Riguardo la capacità di trovare in sé, ascoltare e dare voce a questi desideri di trasformazione, di cambiamento rispetto al modello dominante che non si prende cura che di se stesso, il mio personale problema è stato in passato quello dell’isolamento, di sentirmi “figlio unico” in questo percorso. Questo non è che un corollario dell’incapacità di individuare (o voler ammettere) la caratterizzazione di genere di certi disagi. Di fatto, fin da piccolo ho sempre sia subìto sia non voluto replicare un certo modo maschile di stare nel mondo che (anche con comportamenti che rientrano nella più pacata normalità accettata da chiunque, nei modi di scherzare e socializzare) è violento, aggressivo, machista, omofobo e misogino. Tra maschi però non si parla di questi disagi. Se non quando vediamo qualcun altro che ne parla. Gli uomini che non accettano tutto un certo sistema simbolico in genere se ne stanno in silenzio, diciamo che anziché prendere parola schivano i colpi dell’irreggimentazione patriarcale. Si sopporta quello che non ci piace di certi amici maschi o di certi ambienti maschili o misti – o talvolta si disertano. Si possono evitare frequentazioni femminili che ci rimandano il desiderio di un maschile virilista. Ma il silenzio non serve a molto; anzi c’è sempre il rischio di cadere in una sorta di narcisismo vittimista basato sulla propria superiore diversità. Per questo, a mio avviso, è importante per gli uomini darsi uno spazio – anche separatista – che invece raccolga questi disagi di fronte all’irreggimentazione e questi desideri di trasformazione e dia possibilità di esprimersi.

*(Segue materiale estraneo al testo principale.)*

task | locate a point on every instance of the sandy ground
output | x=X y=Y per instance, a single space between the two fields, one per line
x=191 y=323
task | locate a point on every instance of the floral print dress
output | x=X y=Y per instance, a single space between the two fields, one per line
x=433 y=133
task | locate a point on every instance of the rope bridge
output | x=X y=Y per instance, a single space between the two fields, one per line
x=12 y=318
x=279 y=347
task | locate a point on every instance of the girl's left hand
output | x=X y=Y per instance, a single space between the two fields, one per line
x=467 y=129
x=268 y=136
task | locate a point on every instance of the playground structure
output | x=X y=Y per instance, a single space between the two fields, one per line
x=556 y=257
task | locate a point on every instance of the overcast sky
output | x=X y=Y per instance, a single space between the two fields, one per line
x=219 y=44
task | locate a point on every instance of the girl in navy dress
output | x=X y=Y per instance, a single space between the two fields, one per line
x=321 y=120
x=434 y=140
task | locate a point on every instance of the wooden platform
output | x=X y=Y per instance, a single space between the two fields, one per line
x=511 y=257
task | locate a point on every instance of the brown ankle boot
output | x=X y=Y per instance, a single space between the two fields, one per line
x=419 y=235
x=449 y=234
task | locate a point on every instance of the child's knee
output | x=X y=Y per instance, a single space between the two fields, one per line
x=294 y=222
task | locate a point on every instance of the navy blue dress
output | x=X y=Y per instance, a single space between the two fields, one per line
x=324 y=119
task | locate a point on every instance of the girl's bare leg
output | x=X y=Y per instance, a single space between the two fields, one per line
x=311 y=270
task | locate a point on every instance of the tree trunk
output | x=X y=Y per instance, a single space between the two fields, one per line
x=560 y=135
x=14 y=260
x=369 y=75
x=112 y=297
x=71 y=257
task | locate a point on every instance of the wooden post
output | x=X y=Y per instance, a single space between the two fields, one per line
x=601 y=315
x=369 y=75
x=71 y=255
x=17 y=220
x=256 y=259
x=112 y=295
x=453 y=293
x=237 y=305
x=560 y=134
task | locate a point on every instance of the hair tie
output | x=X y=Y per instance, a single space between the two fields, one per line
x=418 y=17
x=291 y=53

Eppure, lo spazio in cui gli uomini parlano tra loro di che cosa significhi essere uomini e si dedicano al tema del rapporto con le donne è tutt’altro che assente. I desideri degli uomini non sono nascosti. I maschi parlano ovunque di donne e di tutte le categorie che non rispondono al maschile eteronormativo: deridendole o esorcizzandone l’umanità. Esprimono pubblicamente i loro desideri come “utilizzatori finali” del bene di consumo femminile. Questi desideri non hanno bisogno di “liberarsi”, di trovare parola: sono già quelli dominanti – sono i desideri corrispondenti al modello attuale del neoliberismo patriarcale. Alcuni gruppi di uomini non si accontentano della misoginia che si respira ovunque ma, partendo proprio da un confronto tra di loro, da una condivisione e costruzione di alcuni propri desideri, giungono a esprimere in forma di rivendicazione perfino un rancore esplicito verso le donne.

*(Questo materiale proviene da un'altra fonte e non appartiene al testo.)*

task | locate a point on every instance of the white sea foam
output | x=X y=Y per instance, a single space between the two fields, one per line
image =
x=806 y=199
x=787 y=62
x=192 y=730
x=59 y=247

Non si tratta dunque di trovare un luogo in cui dar voce ai desideri maschili attuali. Gli uomini dovrebbero invece costantemente analizzare quelli che si trovano a vivere, denudarli, metterli a confronto con i dettami più o meno espliciti della società da cui veniamo e di quella che costruiamo. Un dialogo tra uomini sul disagio e sui desideri maschili è dunque fondamentale, perché attraverso l’ascolto del desiderio di cambiamento degli altri uomini non si può non guardare dentro di noi anche quella riluttanza e quei desideri che portano, rispetto alla cura verso le relazioni, un grande numero di uomini alla presenza inefficente o all’assenza – se non alla presenza contro. Ma per mantenere una continua tensione positiva, tra l’esprimersi liberamente e il riconoscere il patriarcato da cui siamo attraversati, serve soprattutto un dialogo fittissimo con il femminismo, che del patriarcato ha smascherato l’invisibilità con un’urgenza di cui riconoscere la forza non dovrebbe spaventare noi uomini, ma esortarci a un dialogo in cui non assumere voci inautentiche, predisposte da stereotipi che ci ingabbiano.